По-видимому, он считает, что вообще-то людей дурачить можно и неудобно бывает лишь тогда, когда тебя уличат во лжи.
Искусствовед, нисколько не смутившись, ответил:
– В таком случае бывает достаточно сказать, что спутал с какой-нибудь другой книгой или еще что- нибудь в этом роде, — и захохотал.
Хоть этот искусствовед и носит очки в золотой оправе, характером своим он очень походит на Куро. Хозяин молча курил, пуская кольца дыма, а выражение его лица как бы говорило: «Ну, сам-то я на такую дерзость ни за что бы не решился». В веселых глазах гостя угадывался ответ: «В таком случае тебе и рисовать нельзя». Вслух же он сказал:
– Однако шутки шутками, а живопись действительно очень сложная штука. Говорят, что Леонардо да Винчи заставлял своих учеников срисовывать пятна со стен храмов. Попробуй сам, когда идешь в уборную, повнимательнее присмотреться к стенам, на которых проступают пятна от сырости. Тогда увидишь, какие великолепные узоры рисует природа. Попробуй тщательно их срисовать, должно получиться что-нибудь интересное.
– Ты опять, наверное, меня обманываешь.
– Нет, нет, уж это-то правда. И потом, разве не оригинальная мысль? Как раз в духе да Винчи.
– И верно, оригинально, — уже наполовину сдавшись, сказал хозяин. Но переносить свою студию в уборную он, кажется, пока не собирался.
Вскоре после этого разговора я встретился с Куро. Он стал прихрамывать на одну лапу, его когда-то лоснящаяся шкурка потеряла свой блеск и облезла. Глаза, прежде казавшиеся мне прекраснее янтаря, гноились. Но самое главное — он утратил былую бодрость духа и здорово исхудал. А когда при последней нашей встрече среди чайных кустов я спросил его: «Как поживаешь, Куро?» — он ответил:
– Я по горло сыт и хориной вонью, и коромыслом хозяина рыбной лавки.
Сквозь ветви сосны было видно, как тихо, словно обрывки древних снов, на землю падают красные листья всевозможных оттенков, а розовые кусты дикорастущего чая, которые когда-то осыпали нас своими лепестками, стоят совсем голые. Наступила зима, дни пошли на убыль, в ветвях деревьев постоянно шумит ветер. И я уже не сплю подолгу на галерее.

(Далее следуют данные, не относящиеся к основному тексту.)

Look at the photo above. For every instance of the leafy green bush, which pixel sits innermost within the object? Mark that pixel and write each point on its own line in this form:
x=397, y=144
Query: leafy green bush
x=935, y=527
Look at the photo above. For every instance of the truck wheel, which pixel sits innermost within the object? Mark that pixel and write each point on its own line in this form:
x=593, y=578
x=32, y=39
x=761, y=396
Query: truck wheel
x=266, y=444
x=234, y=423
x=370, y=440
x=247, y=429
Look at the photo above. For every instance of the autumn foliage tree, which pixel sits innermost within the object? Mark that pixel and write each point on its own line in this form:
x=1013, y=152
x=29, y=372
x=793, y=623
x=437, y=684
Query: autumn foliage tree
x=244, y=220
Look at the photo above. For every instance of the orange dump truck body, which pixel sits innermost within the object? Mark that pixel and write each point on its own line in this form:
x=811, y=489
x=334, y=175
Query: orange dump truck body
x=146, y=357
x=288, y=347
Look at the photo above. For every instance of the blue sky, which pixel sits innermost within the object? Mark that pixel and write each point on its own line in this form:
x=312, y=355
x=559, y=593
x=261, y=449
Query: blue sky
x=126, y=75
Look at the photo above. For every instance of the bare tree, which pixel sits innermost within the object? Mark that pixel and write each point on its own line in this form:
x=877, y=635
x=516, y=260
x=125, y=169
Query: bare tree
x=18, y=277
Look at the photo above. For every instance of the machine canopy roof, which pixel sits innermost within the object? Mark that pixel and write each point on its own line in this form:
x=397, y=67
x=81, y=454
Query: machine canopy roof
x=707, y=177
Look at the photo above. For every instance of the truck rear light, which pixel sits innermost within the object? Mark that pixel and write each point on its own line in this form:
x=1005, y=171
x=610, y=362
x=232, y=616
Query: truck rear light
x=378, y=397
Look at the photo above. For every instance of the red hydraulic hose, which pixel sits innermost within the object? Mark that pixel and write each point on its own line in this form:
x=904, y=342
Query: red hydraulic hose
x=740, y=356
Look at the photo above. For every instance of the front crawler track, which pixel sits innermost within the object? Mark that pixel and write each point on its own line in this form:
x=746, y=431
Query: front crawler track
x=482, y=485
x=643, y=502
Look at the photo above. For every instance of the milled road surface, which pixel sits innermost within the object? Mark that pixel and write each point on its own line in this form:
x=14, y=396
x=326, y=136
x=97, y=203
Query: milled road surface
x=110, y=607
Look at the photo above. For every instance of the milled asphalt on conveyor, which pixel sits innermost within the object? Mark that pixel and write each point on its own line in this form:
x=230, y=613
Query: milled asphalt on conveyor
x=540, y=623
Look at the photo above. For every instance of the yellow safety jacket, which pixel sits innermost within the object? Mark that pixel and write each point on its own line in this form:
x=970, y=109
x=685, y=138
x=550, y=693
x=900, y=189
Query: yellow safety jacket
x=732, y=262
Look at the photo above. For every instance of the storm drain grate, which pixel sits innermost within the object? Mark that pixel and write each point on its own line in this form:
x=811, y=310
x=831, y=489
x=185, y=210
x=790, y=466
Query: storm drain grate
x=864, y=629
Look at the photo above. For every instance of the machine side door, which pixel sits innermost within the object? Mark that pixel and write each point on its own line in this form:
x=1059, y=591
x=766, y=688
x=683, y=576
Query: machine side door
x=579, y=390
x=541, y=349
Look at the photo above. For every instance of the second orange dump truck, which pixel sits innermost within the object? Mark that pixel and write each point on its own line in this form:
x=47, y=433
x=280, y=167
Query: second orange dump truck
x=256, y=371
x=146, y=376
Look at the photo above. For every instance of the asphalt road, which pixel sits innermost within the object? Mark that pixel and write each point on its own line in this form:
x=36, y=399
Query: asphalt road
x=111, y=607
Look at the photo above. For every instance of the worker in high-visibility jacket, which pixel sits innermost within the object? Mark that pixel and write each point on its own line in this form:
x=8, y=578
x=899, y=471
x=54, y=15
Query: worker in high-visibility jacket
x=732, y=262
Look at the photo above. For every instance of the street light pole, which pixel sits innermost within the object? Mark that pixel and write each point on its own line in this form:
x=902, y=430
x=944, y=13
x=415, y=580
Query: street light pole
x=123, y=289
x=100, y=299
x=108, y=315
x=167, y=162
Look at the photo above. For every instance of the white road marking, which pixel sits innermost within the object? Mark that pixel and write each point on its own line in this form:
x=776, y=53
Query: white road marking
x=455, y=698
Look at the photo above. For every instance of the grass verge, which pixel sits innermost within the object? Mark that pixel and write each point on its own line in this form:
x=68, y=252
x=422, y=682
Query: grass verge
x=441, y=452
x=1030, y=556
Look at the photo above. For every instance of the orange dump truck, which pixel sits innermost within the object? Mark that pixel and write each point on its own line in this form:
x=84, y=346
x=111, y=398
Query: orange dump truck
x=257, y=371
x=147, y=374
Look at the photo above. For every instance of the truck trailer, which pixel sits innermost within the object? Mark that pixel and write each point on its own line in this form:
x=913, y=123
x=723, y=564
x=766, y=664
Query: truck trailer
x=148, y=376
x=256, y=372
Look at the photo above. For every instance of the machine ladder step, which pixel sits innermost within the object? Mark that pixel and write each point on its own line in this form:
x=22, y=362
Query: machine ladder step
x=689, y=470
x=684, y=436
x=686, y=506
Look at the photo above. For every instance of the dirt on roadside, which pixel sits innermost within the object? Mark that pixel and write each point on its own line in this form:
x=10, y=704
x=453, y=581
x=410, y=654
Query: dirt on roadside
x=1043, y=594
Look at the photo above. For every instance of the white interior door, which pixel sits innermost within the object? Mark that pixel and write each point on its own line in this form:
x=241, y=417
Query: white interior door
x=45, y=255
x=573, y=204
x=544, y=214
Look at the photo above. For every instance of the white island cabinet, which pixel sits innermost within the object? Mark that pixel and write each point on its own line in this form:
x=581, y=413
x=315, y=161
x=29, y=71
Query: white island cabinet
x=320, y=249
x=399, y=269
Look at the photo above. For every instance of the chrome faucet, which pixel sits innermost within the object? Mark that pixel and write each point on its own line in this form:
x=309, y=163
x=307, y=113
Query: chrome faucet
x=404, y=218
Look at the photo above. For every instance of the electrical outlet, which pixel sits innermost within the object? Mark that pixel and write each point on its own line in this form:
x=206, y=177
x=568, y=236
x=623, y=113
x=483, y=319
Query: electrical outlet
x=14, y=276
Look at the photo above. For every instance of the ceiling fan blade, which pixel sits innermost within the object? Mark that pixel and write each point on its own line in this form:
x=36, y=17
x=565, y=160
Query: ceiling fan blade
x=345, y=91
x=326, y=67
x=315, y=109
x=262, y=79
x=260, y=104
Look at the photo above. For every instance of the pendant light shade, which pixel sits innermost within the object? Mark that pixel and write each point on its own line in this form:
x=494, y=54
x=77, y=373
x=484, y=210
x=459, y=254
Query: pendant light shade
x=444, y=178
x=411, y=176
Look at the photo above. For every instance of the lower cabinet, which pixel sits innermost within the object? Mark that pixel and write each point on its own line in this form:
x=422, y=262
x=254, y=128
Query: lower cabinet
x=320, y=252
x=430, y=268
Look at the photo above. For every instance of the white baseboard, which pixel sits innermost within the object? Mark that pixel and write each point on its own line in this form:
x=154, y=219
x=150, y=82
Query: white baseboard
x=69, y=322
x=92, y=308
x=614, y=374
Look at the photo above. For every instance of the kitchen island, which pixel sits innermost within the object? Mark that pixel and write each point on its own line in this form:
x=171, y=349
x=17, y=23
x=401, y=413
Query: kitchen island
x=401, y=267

Хозяин каждый день ходит в школу, а вернувшись домой, сразу же запирается в кабинете. Когда у него кто-нибудь бывает, он говорит, что ему надоело быть учителем. Рисует он теперь тоже редко. Как-то он сказал, что диастаза Така ему мало помогает, и совсем бросил ее пить. Дети, слава богу, все время ходят в детский сад. Придя домой, они поют, играют в мяч, иногда таскают меня за хвост. Кормят меня теперь гораздо хуже, не растолстеешь. Только благодаря своему хорошему здоровью я до сих пор не умер, но крыс все-таки не ловлю. И продолжаю ненавидеть служанку. Имени у меня по-прежнему нет. Но мало ли чего можно захотеть! Видно, так и придется мне прожить всю свою жизнь в доме этого учителя безымянным котом.